Most forks are lowered incorrectly, which causes handling issues and potential clearance issues.. To do the job correctly, there is a spacer inside the leg above the valve body that limits the tube extension length. You add spacers to the stack to reduce the fork extended height. This also moves the compression stop down into the slider, to limit travel an equal amount. Raising the forks in the triple clamp is a hack. You still have full compression, which means the front wheel will travel fully upward but clearance above it will be reduced by the amount the forks are moved, which could potentially cause contact with the lower clamp, or in some cases the fork boots with the triple clamp. When you do it right, lowering a bike 1.5" reduces suspension travel by 1.5" as well, so that in full compression, the wheel and fender do not travel further than the original compressed limit.
The same applies to the rear shock. Lowering kits that just move the lower shock mount downward, effective raising the swingarm, are just a hack. The result is a full suspension travel rear suspension, now closer to the frame and bodywork by the amount lowered. The only proper way to lower the rear is to purchase a proper shock that is shorter in both extended and compression by the same amount.
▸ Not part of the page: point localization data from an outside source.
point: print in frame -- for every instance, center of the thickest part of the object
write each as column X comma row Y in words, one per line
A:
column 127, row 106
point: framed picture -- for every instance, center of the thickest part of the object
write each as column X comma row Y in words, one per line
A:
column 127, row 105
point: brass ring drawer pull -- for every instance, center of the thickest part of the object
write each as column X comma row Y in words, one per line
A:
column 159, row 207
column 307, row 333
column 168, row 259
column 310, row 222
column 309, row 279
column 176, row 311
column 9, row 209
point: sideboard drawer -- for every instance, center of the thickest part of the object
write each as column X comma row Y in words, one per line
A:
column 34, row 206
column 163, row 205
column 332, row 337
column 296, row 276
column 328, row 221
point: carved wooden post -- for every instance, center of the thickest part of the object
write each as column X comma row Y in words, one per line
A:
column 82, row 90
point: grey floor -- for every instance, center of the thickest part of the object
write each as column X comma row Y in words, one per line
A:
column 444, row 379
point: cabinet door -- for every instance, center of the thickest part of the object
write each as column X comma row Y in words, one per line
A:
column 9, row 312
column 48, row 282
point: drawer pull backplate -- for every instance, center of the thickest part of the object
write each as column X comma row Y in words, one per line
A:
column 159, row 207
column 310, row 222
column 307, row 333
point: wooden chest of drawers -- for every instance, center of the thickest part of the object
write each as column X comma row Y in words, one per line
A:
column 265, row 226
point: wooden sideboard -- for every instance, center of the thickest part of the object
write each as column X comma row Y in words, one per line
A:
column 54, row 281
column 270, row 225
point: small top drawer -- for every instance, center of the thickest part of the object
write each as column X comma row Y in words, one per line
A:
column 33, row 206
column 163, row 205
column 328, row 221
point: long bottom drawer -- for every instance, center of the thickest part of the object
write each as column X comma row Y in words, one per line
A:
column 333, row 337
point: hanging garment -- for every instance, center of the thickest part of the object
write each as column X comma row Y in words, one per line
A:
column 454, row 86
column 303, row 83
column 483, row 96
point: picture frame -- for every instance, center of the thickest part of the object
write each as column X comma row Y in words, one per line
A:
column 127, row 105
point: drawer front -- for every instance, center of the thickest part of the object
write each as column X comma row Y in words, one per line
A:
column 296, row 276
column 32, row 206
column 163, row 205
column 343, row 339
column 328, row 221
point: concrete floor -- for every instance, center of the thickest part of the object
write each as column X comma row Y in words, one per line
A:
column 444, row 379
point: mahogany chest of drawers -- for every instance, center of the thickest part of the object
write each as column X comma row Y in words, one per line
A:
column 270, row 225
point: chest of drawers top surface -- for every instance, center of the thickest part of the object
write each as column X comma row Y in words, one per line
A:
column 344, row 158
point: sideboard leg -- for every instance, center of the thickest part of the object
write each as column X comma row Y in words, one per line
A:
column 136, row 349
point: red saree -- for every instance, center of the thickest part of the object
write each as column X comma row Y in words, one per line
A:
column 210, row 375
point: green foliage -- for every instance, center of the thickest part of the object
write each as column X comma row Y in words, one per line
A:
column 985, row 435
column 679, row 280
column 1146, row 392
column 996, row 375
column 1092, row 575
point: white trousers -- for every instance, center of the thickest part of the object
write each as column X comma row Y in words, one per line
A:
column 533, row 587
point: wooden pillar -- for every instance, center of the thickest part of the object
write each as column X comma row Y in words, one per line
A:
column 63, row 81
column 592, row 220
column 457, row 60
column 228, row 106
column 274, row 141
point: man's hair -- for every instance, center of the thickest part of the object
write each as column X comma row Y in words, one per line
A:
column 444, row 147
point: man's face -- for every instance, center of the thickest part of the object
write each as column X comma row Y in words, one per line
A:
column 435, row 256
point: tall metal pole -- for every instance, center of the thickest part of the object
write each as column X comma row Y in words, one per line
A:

Lowering the rear by 1.5" then reduces rear travel by 1.5", just like the fork, so that the suspension in full compression maintains the original rear wheel clearance. On the R3, lowering the rear also increases the swingarm length a little, and puts the axle higher in relation to the counter sprocket, which will have an effect on how the bike squats under acceleration (more on a lowered bike).
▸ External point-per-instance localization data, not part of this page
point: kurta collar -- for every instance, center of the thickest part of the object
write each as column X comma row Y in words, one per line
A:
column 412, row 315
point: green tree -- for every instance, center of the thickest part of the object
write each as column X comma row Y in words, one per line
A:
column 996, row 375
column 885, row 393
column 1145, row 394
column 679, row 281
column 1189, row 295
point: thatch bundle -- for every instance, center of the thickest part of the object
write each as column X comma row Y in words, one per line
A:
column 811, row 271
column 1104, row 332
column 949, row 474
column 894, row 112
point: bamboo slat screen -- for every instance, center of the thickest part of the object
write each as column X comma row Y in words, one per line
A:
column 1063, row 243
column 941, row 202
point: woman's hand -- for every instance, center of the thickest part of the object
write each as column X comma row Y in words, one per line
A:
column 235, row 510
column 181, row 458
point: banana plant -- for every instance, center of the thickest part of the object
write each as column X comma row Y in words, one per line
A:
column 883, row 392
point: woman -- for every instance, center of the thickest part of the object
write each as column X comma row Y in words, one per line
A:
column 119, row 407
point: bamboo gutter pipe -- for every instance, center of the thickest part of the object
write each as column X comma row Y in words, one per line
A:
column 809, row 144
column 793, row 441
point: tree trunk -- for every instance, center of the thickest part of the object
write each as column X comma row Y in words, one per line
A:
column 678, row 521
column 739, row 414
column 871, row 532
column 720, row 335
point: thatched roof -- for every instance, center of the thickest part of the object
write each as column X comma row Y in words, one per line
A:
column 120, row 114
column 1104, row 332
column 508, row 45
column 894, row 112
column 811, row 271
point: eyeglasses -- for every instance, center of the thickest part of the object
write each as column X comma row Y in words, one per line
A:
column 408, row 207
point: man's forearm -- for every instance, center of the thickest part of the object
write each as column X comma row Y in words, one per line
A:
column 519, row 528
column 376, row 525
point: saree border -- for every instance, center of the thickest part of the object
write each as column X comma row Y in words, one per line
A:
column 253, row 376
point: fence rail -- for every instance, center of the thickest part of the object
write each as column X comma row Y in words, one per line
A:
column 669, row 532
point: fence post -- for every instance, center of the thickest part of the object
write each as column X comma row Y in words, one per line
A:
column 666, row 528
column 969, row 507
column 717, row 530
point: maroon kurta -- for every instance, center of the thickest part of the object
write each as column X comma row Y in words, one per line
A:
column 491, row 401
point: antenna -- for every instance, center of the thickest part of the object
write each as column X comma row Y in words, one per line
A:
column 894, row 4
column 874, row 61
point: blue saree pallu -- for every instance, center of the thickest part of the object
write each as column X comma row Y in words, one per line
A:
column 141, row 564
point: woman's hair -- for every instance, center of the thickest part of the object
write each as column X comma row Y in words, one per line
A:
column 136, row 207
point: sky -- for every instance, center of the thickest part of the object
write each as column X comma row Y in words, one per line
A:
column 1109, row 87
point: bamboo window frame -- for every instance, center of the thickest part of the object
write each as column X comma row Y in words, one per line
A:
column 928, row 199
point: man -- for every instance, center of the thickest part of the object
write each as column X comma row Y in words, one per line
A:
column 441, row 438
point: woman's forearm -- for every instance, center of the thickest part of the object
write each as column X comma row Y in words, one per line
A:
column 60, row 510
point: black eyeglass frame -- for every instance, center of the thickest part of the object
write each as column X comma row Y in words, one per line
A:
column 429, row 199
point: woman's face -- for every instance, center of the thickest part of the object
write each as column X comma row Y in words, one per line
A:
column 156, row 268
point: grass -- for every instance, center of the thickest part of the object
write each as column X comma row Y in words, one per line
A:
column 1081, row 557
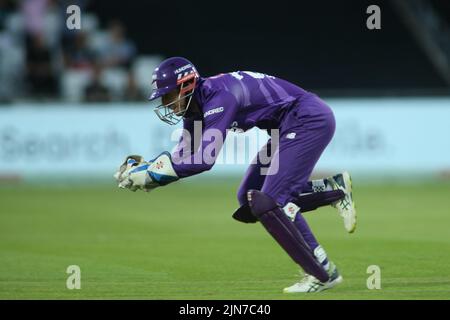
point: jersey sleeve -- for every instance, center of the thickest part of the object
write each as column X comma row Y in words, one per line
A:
column 186, row 144
column 218, row 114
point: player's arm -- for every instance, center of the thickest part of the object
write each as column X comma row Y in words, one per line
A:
column 219, row 113
column 164, row 169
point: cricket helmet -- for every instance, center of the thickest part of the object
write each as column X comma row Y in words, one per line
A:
column 173, row 73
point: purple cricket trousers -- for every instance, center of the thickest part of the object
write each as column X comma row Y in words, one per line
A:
column 305, row 131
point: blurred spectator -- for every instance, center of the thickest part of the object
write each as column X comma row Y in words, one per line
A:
column 39, row 72
column 118, row 51
column 96, row 91
column 6, row 8
column 132, row 92
column 77, row 54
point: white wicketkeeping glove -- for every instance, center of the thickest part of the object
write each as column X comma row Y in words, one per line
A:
column 146, row 175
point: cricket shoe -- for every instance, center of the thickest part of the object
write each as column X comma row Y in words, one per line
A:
column 345, row 206
column 310, row 284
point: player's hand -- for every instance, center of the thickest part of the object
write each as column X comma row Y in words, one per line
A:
column 130, row 161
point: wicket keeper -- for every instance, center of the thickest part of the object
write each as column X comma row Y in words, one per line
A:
column 240, row 101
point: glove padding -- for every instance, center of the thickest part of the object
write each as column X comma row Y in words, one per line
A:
column 137, row 174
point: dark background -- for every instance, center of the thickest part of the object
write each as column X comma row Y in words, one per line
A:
column 321, row 45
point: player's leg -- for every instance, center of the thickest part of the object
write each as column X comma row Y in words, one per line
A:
column 305, row 136
column 335, row 190
column 316, row 193
column 253, row 179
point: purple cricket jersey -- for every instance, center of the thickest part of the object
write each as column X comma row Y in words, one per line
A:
column 241, row 99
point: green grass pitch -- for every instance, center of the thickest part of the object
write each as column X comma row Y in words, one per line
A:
column 180, row 242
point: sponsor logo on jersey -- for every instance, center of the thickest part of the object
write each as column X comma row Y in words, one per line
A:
column 213, row 111
column 291, row 135
column 235, row 127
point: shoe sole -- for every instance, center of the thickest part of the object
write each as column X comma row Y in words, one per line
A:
column 330, row 285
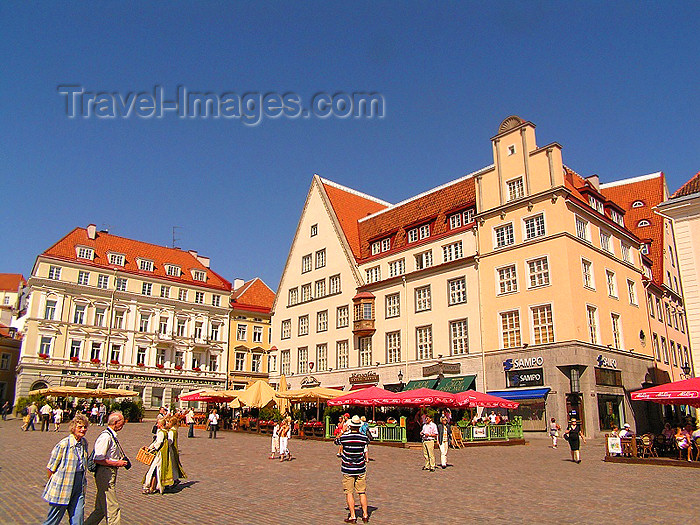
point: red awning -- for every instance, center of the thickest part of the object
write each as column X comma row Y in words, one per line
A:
column 686, row 392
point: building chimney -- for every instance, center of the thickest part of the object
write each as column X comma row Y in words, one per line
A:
column 595, row 181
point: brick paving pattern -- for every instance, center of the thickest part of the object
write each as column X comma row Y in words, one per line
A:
column 232, row 481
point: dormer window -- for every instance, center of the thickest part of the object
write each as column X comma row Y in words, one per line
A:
column 172, row 270
column 85, row 253
column 116, row 258
column 145, row 265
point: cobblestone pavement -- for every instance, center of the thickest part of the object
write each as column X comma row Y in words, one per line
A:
column 232, row 481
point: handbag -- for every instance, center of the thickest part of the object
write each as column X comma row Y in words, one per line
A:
column 144, row 456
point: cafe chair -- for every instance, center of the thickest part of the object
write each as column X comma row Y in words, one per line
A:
column 456, row 438
column 646, row 446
There is another issue frequently ignored. When you drop the suspension, you reduce trail at the front wheel, since the wheel moves upward at the rake angle. This reduces steering effort, center feel, and ultimately stability at higher speeds. Under hard braking, when rake is lost due to fork compression and rear shock extension (pitching/rotating the chassis forward around its center of gravity), trail is diminished even further - and the result can be a rather nasty head shake - at the worst time, and unpredictably. On a light bike, neither are a good thing.
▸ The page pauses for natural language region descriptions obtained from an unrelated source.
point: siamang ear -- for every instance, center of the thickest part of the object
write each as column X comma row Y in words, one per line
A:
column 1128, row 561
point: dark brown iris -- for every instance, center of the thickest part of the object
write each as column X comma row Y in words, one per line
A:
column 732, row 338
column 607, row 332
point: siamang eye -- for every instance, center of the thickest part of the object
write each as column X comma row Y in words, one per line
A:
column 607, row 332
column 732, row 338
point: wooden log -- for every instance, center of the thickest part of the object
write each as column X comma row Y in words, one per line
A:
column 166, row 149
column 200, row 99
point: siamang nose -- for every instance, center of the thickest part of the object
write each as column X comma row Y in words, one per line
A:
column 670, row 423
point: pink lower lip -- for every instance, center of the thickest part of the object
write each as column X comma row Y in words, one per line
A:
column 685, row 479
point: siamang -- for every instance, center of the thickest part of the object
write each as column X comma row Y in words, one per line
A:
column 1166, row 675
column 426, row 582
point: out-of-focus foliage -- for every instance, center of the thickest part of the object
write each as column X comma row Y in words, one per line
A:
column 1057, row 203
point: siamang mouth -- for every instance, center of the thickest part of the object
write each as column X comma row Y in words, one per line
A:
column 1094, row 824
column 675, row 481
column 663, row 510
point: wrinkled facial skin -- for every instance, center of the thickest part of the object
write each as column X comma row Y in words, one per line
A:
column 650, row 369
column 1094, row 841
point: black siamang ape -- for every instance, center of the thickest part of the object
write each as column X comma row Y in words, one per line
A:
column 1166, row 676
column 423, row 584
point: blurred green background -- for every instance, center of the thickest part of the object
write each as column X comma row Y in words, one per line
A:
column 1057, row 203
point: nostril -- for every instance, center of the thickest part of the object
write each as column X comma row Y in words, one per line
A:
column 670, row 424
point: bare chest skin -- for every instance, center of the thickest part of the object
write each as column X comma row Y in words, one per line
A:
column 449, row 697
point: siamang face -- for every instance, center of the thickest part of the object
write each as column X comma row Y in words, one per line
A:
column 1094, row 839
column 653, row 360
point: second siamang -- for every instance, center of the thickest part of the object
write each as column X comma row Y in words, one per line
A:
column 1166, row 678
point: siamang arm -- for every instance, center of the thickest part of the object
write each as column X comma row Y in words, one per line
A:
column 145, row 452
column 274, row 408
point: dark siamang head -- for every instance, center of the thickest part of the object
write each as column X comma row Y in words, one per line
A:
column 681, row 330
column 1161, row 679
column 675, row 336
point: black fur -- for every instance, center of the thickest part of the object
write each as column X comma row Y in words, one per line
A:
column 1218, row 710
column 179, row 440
This is why lowering bikes is not really a good idea if it can be avoided. It initially reduces ground clearance, reduces suspension travel, and reduces trail on the front wheel. It is possible to work around the trail issue by lowering the rear somewhat more than the front, to impose additional rake to regain trail... but that's not something most backyard modifiers are prepared to work out, and beyond the expertise of the majority of dealers as well.
Yes, we all know that there are lots of improperly lowered R3's (and others) around, with satisfied owners. All I can say is that you don't really know whether there is an issue, until there is - at which point, the consequences of getting it all wrong can be a bit ugly.